Illegal and deceptive marketing and lending practices, along with paltry investments in the communities it serves, earned Boston-based Santander Bank a rare downgrade from federal regulators on a key performance benchmark.
The federal Office of the Comptroller of the Currency graded Santander as a bank that needs to improve how well it serves the communities where it has branches and takes deposits, including Boston, New York, and Pennsylvania.
Santander, with $83 billion in assets, is one of the few large institutions to receive such a low grade from regulators under the Community Reinvestment Act, a law aimed at ensuring that banks don’t discriminate in lending, extend credit to low-and moderate-income neighborhoods, and engage in the cities and towns they serve.
This marks a deep slide from the bank’s previous rating of outstanding and underscores the regulatory problems Santander has faced in the past few years. The bank, which is owned by the Spanish financial titan Banco Santander SA, has been fined or sanctioned three times in the past two years by the US Department of Justice, the US Treasury Department, and the Consumer Financial Protection Bureau.
Many of the violations were tied to the bank’s poor oversight of its vendors. Santander was also the only bank to fail the Federal Reserve’s stress test three times in a row because it lacked appropriate controls and procedures to handle a serious economic crisis.
Santander, along with other banks its size, received an exemption from that part of the Fed’s test this year.
“This rating is disappointing,” Scott Powell, chief executive of Santander, said in a statement. Powell said many of the problems cited in the evaluation are old and the bank has been addressing the issues.
The low grade reflected “prior regulatory actions,” Powell said. “Santander Bank has never been more committed to helping our communities.”
Regulators found shortcomings in the bank’s investments in nonprofits and affordable housing programs, and employees were stingy with their community service.
For example, in the Boston area, where nearly half of the bank’s branches are located and nearly 70 percent of its deposits held, Santander made just $905,000 in grants during the two-year evaluation period, which the regulator described as “very poor.”
By comparison, Eastern Bank, the state’s largest community bank with about $10 billion in assets, makes about $7 million in grants a year, according to its website.

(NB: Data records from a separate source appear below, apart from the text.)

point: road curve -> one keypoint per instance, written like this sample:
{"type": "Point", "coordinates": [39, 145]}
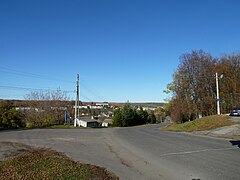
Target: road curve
{"type": "Point", "coordinates": [142, 152]}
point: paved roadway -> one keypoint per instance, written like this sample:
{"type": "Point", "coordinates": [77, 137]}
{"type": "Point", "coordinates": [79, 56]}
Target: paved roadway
{"type": "Point", "coordinates": [142, 152]}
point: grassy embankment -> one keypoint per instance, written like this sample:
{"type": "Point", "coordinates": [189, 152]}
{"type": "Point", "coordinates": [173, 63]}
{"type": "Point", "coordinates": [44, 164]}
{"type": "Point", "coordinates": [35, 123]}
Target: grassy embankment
{"type": "Point", "coordinates": [49, 164]}
{"type": "Point", "coordinates": [203, 124]}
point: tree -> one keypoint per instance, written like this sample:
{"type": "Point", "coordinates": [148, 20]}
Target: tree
{"type": "Point", "coordinates": [9, 116]}
{"type": "Point", "coordinates": [152, 118]}
{"type": "Point", "coordinates": [193, 87]}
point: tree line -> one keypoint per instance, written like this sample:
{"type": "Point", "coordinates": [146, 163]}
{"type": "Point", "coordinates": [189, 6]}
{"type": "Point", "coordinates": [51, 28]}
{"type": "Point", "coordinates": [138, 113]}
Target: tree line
{"type": "Point", "coordinates": [129, 116]}
{"type": "Point", "coordinates": [193, 88]}
{"type": "Point", "coordinates": [41, 109]}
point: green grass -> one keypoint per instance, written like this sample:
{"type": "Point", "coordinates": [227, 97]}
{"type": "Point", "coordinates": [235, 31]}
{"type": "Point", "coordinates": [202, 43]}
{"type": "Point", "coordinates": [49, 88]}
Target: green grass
{"type": "Point", "coordinates": [205, 123]}
{"type": "Point", "coordinates": [49, 164]}
{"type": "Point", "coordinates": [63, 126]}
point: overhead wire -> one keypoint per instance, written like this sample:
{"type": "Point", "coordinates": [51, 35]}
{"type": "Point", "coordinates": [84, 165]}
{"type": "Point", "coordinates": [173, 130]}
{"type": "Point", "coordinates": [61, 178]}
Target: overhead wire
{"type": "Point", "coordinates": [33, 75]}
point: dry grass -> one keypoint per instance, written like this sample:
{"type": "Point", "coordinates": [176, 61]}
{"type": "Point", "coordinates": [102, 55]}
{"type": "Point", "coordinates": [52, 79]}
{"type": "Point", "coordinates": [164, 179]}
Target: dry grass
{"type": "Point", "coordinates": [49, 164]}
{"type": "Point", "coordinates": [203, 124]}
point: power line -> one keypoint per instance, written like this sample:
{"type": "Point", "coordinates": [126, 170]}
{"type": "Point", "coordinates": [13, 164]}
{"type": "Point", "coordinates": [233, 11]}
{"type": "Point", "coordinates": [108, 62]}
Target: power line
{"type": "Point", "coordinates": [31, 75]}
{"type": "Point", "coordinates": [31, 89]}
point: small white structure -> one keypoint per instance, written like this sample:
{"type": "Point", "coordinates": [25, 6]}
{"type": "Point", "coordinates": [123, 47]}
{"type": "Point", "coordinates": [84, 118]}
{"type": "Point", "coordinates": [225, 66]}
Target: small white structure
{"type": "Point", "coordinates": [107, 122]}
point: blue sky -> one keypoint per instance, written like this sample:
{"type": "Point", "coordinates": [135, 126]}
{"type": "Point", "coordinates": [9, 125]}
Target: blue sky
{"type": "Point", "coordinates": [124, 50]}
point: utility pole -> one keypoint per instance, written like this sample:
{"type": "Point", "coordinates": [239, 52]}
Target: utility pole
{"type": "Point", "coordinates": [76, 102]}
{"type": "Point", "coordinates": [217, 88]}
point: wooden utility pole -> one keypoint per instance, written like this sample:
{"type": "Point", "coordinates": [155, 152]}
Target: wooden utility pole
{"type": "Point", "coordinates": [76, 102]}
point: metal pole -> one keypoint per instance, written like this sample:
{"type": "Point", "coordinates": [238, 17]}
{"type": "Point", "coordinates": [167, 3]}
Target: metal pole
{"type": "Point", "coordinates": [217, 88]}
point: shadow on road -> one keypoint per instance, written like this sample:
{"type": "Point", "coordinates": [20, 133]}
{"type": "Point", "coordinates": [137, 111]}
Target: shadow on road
{"type": "Point", "coordinates": [235, 143]}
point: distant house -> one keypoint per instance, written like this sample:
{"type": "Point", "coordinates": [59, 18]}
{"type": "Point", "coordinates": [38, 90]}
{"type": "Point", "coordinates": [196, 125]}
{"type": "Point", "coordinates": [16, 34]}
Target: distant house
{"type": "Point", "coordinates": [107, 122]}
{"type": "Point", "coordinates": [88, 123]}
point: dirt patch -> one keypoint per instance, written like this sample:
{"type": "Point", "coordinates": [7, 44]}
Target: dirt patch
{"type": "Point", "coordinates": [9, 149]}
{"type": "Point", "coordinates": [20, 161]}
{"type": "Point", "coordinates": [231, 132]}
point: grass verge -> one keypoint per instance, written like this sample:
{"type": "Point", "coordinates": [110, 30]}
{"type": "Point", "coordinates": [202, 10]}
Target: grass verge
{"type": "Point", "coordinates": [49, 164]}
{"type": "Point", "coordinates": [203, 124]}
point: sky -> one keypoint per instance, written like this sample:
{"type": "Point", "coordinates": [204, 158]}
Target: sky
{"type": "Point", "coordinates": [123, 50]}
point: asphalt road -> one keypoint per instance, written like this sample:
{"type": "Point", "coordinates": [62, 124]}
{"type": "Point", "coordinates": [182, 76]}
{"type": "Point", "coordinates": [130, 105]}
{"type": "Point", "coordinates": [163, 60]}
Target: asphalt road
{"type": "Point", "coordinates": [142, 152]}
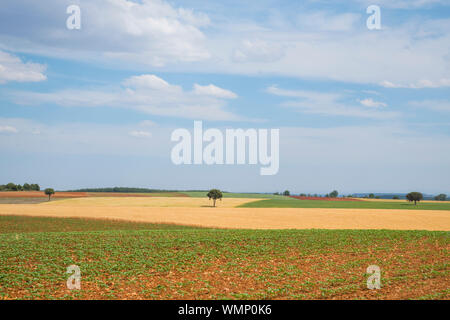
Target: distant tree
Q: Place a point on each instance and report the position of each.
(214, 194)
(49, 192)
(441, 197)
(334, 194)
(414, 196)
(11, 187)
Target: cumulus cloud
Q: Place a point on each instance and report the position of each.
(421, 84)
(14, 69)
(8, 129)
(369, 102)
(149, 32)
(140, 134)
(329, 104)
(327, 21)
(212, 90)
(145, 93)
(257, 51)
(436, 105)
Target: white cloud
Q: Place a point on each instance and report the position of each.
(212, 90)
(404, 4)
(436, 105)
(329, 104)
(369, 102)
(153, 33)
(421, 84)
(149, 32)
(257, 51)
(140, 134)
(8, 129)
(149, 81)
(327, 21)
(145, 93)
(148, 123)
(14, 69)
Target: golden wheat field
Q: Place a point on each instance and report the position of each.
(198, 212)
(174, 202)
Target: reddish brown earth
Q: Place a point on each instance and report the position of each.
(327, 199)
(64, 194)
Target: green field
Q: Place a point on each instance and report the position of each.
(123, 260)
(296, 203)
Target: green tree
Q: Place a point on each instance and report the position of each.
(215, 194)
(334, 194)
(11, 187)
(414, 196)
(441, 197)
(49, 192)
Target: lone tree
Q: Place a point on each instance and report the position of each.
(441, 197)
(334, 194)
(49, 192)
(214, 194)
(414, 196)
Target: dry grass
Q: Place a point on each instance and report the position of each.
(246, 218)
(159, 202)
(398, 200)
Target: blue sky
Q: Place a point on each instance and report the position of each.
(358, 110)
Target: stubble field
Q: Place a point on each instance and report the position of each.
(181, 248)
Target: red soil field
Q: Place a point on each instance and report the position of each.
(326, 199)
(63, 194)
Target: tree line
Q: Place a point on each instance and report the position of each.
(17, 187)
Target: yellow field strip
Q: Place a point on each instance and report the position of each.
(147, 202)
(250, 218)
(399, 200)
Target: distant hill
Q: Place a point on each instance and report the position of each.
(126, 190)
(390, 195)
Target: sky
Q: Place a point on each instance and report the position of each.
(358, 109)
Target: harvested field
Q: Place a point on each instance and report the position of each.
(132, 201)
(64, 194)
(40, 194)
(297, 203)
(248, 218)
(324, 199)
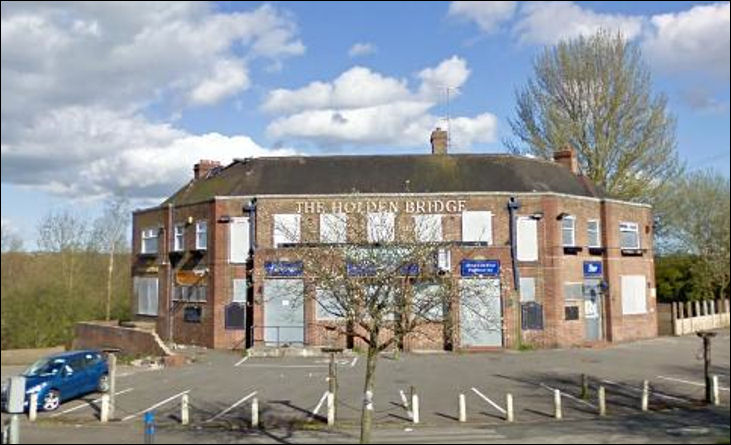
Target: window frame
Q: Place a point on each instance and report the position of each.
(598, 231)
(198, 232)
(147, 234)
(623, 228)
(179, 247)
(571, 218)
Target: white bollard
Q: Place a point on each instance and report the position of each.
(602, 402)
(184, 410)
(33, 407)
(330, 409)
(462, 408)
(509, 414)
(557, 413)
(104, 414)
(714, 390)
(255, 412)
(415, 407)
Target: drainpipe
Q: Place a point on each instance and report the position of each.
(513, 206)
(251, 210)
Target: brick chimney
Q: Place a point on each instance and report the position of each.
(567, 158)
(439, 142)
(201, 169)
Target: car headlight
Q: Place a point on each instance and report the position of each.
(36, 388)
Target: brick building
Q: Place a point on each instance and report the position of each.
(583, 264)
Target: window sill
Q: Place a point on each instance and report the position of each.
(597, 250)
(633, 252)
(572, 250)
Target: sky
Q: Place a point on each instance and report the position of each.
(102, 99)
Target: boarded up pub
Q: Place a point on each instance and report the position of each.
(203, 259)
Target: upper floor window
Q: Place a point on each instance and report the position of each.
(568, 231)
(201, 235)
(477, 226)
(149, 240)
(629, 235)
(593, 233)
(381, 227)
(428, 228)
(333, 227)
(179, 238)
(286, 229)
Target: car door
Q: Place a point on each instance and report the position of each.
(74, 379)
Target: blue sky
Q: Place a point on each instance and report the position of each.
(102, 99)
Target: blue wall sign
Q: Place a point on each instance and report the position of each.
(472, 268)
(592, 268)
(283, 268)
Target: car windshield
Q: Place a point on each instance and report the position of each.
(44, 366)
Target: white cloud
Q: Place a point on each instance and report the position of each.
(488, 15)
(362, 49)
(691, 40)
(549, 22)
(79, 80)
(364, 108)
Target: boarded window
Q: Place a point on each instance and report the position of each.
(239, 291)
(333, 227)
(629, 236)
(235, 316)
(568, 231)
(477, 226)
(571, 313)
(531, 316)
(593, 234)
(428, 228)
(179, 238)
(634, 296)
(149, 240)
(146, 291)
(192, 314)
(381, 227)
(527, 239)
(328, 307)
(238, 238)
(527, 289)
(201, 235)
(286, 229)
(573, 291)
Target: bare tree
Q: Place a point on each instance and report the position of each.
(594, 94)
(380, 286)
(698, 224)
(110, 235)
(65, 233)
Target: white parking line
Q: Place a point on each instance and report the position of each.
(237, 403)
(485, 398)
(87, 405)
(563, 394)
(241, 361)
(688, 382)
(319, 405)
(158, 404)
(638, 390)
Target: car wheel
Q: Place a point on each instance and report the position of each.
(103, 383)
(52, 400)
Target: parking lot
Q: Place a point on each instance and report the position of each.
(221, 385)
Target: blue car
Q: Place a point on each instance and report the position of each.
(64, 376)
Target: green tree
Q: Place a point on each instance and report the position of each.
(594, 94)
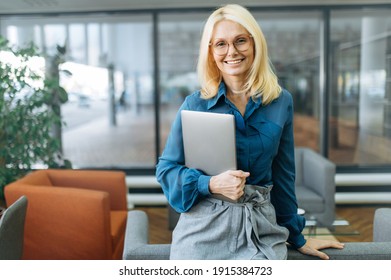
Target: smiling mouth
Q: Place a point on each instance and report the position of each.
(233, 62)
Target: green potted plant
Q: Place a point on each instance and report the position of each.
(30, 115)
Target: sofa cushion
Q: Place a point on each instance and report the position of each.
(310, 201)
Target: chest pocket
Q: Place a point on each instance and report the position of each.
(264, 139)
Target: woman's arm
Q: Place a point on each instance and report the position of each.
(182, 186)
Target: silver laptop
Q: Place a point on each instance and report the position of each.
(209, 141)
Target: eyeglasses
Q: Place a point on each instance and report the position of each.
(241, 44)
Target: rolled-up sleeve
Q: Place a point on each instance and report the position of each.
(182, 186)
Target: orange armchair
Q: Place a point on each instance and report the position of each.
(72, 214)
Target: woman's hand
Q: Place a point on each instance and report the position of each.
(312, 247)
(230, 183)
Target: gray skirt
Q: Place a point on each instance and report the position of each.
(218, 229)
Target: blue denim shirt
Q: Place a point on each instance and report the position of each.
(265, 148)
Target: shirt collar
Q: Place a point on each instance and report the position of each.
(220, 93)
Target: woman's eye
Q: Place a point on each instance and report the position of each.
(221, 44)
(240, 41)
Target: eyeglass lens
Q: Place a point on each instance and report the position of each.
(220, 47)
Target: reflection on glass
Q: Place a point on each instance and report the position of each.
(95, 46)
(293, 42)
(360, 88)
(179, 37)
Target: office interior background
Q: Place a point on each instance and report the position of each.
(133, 62)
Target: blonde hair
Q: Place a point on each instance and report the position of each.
(261, 80)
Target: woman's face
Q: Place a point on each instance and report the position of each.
(236, 62)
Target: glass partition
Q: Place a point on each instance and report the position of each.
(109, 118)
(294, 48)
(360, 107)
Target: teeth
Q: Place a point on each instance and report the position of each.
(234, 61)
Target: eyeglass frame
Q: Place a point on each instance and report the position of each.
(232, 43)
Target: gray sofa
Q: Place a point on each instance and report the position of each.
(137, 246)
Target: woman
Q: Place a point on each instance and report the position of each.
(236, 78)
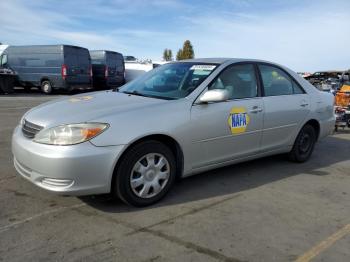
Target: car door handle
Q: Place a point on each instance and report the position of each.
(255, 110)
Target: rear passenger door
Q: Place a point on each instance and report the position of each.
(231, 129)
(286, 106)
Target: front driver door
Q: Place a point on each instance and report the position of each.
(232, 129)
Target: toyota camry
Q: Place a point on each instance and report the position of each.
(177, 120)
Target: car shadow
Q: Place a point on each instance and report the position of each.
(239, 177)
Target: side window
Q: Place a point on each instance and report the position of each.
(239, 80)
(297, 89)
(3, 60)
(276, 82)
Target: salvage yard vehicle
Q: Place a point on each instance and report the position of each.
(318, 78)
(342, 104)
(108, 69)
(179, 119)
(49, 67)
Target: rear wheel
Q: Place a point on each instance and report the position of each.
(145, 174)
(46, 87)
(303, 145)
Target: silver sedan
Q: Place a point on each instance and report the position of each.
(177, 120)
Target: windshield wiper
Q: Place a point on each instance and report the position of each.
(136, 93)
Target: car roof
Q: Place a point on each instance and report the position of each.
(222, 60)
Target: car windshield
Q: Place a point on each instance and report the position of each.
(170, 81)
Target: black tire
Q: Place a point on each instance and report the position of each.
(123, 174)
(46, 87)
(304, 144)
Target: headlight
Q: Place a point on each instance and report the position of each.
(70, 134)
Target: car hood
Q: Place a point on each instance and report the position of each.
(87, 107)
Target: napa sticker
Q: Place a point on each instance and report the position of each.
(80, 98)
(238, 120)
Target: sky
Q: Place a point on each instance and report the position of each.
(304, 35)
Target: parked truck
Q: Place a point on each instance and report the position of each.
(49, 67)
(108, 69)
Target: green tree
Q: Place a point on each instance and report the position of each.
(187, 50)
(167, 55)
(179, 55)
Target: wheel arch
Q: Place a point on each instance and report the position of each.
(316, 125)
(167, 140)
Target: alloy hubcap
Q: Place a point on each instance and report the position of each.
(149, 175)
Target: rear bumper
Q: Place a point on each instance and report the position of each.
(81, 169)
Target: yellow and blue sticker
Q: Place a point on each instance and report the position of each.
(238, 120)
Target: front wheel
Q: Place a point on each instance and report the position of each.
(303, 145)
(145, 174)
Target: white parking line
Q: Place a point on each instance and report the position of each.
(56, 210)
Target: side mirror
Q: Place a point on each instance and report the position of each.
(214, 95)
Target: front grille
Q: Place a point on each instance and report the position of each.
(29, 129)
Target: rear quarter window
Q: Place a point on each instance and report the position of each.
(276, 82)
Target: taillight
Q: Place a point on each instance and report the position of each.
(64, 72)
(106, 71)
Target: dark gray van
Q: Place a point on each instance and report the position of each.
(49, 67)
(108, 68)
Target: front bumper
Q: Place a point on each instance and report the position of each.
(81, 169)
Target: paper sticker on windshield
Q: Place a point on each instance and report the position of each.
(238, 120)
(203, 67)
(81, 98)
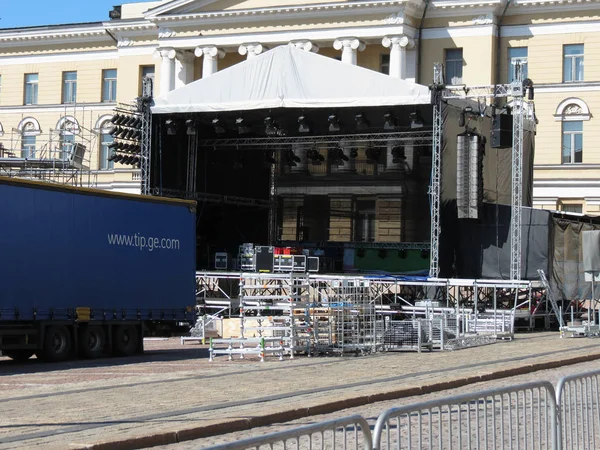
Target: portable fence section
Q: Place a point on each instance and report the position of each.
(578, 401)
(348, 433)
(519, 417)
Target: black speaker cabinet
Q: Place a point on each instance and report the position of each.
(501, 135)
(264, 258)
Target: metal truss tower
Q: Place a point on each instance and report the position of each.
(144, 103)
(515, 91)
(436, 168)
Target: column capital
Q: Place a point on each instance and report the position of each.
(210, 51)
(165, 52)
(305, 45)
(252, 49)
(401, 41)
(184, 56)
(349, 42)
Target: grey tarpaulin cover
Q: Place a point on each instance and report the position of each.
(288, 77)
(591, 250)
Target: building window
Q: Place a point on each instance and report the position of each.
(384, 64)
(109, 85)
(69, 87)
(573, 63)
(31, 88)
(575, 207)
(28, 147)
(67, 142)
(105, 152)
(364, 223)
(454, 63)
(517, 60)
(572, 142)
(146, 72)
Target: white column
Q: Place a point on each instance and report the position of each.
(211, 55)
(252, 49)
(349, 47)
(398, 46)
(167, 69)
(184, 68)
(305, 45)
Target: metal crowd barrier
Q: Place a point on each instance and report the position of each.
(525, 416)
(347, 433)
(578, 401)
(522, 416)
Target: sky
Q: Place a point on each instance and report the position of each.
(19, 13)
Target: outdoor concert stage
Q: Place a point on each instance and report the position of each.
(295, 149)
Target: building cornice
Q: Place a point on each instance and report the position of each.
(93, 32)
(282, 12)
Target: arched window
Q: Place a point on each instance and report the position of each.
(29, 129)
(103, 128)
(572, 112)
(68, 128)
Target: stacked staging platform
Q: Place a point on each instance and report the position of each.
(312, 314)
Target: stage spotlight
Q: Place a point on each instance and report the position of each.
(290, 158)
(315, 157)
(361, 122)
(416, 121)
(373, 154)
(271, 128)
(219, 126)
(171, 127)
(334, 123)
(243, 128)
(269, 159)
(398, 154)
(389, 122)
(304, 126)
(338, 157)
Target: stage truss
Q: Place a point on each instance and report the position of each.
(443, 93)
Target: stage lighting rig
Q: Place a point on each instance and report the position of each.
(190, 125)
(315, 157)
(361, 122)
(171, 127)
(291, 159)
(243, 127)
(304, 127)
(337, 155)
(334, 122)
(373, 154)
(398, 154)
(127, 134)
(416, 121)
(271, 128)
(219, 126)
(389, 122)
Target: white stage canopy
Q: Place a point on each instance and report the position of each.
(287, 77)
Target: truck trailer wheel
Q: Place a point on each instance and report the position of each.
(18, 355)
(125, 340)
(92, 341)
(57, 344)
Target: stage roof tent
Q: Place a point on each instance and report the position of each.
(287, 77)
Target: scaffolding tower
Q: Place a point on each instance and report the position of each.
(514, 90)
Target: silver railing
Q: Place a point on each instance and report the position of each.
(578, 402)
(347, 433)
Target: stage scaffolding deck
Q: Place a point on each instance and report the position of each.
(338, 314)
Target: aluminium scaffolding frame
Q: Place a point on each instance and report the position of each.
(441, 92)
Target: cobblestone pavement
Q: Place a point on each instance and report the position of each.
(172, 388)
(372, 411)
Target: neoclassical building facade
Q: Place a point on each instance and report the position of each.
(59, 85)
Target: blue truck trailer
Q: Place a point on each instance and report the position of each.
(83, 272)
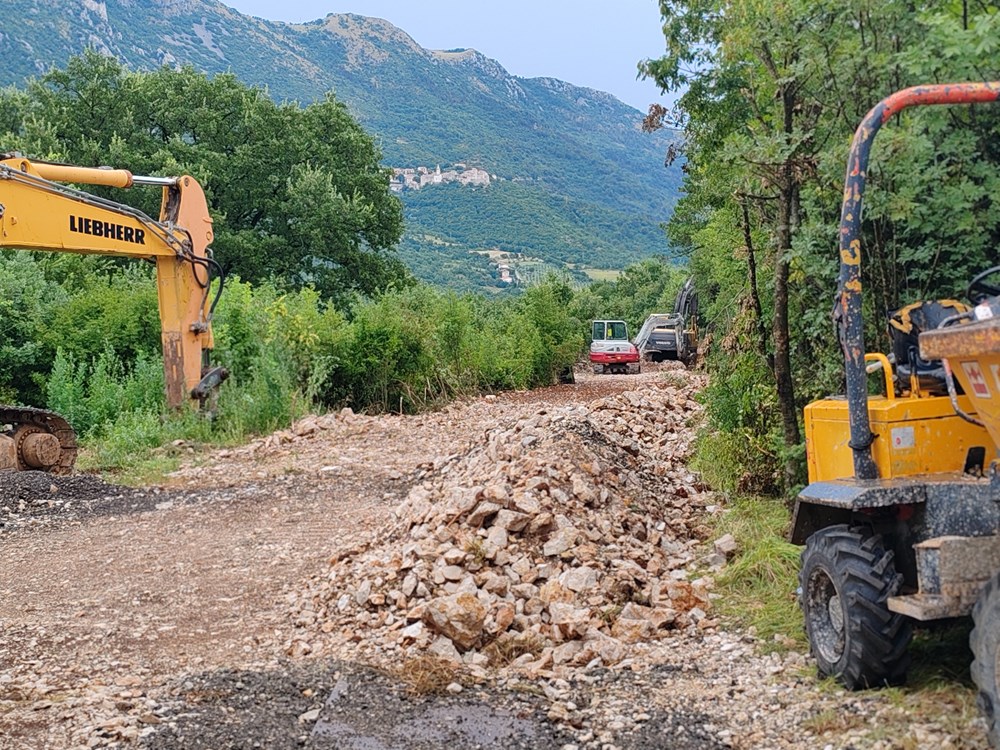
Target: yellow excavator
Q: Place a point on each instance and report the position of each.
(40, 210)
(901, 517)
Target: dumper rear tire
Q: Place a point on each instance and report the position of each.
(846, 579)
(985, 644)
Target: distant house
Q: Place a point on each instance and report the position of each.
(409, 178)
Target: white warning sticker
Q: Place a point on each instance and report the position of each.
(977, 380)
(903, 437)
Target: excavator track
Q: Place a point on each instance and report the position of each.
(18, 423)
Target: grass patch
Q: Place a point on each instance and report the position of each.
(427, 675)
(757, 590)
(505, 649)
(758, 585)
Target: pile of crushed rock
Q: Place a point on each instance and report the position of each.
(554, 542)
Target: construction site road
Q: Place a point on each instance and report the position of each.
(520, 570)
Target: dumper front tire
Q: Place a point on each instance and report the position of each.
(985, 644)
(846, 579)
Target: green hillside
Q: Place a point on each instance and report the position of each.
(578, 182)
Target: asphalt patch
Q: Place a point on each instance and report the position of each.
(339, 706)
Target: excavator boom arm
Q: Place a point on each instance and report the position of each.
(38, 212)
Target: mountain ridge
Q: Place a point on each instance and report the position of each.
(577, 147)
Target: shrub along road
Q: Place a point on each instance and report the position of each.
(524, 570)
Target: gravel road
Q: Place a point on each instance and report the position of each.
(167, 617)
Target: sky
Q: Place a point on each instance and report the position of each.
(593, 43)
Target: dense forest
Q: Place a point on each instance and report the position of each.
(770, 95)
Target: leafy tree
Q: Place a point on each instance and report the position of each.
(771, 95)
(297, 193)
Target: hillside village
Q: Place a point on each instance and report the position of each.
(409, 178)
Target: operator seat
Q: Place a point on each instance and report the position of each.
(905, 325)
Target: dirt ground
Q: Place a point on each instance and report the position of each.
(159, 617)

Santander officials said they have beefed-up their grant programs and community activity in the past two years.
Last year the bank made $9 million in grants to affordable housing, neighborhood revitalization, and youth financial education programs, nearly double what it gave in 2015. Santander has also hired more staff to engage in community outreach and development efforts, opening five branches last year in low- and moderate-income communities and made $1.6 billion in loans and investments that help the community, bank officials said.
For this recent evaluation, the federal regulator considered the bank’s performance between 2011 and 2013. The report will be posted on its website later this week. Santander’s downgrade was first reported by American Banker.
The bank did receive some good marks from the regulator. Its lending to home buyers and businesses was strong, the regulator said.
Still, its past problems proved too weighty.
In 2015, the Comptroller of the Currency fined the bank $6 million for billing customers for identify theft protection services that many did not receive. Santander also spent $42.3 million refunding 190,000 customers who were enrolled in the program.
The bank’s subprime auto-lending arm, Santander Consumer USA, in 2015 also reached an agreement with the Justice Department over wrongly repossessing cars of military service members.
Last year, the bank paid a $10 million fine to the Consumer Financial Protection Bureau after its telemarketer enrolled customers in an overdraft protection program without their consent and provided them with false information about fees.
Santander has been correcting these problems, but “as a result of these noted illegal credit practices the . . . rating was lowered from satisfactory to needs to improve,” according to the evaluation.
This evaluation was the first one since 2010.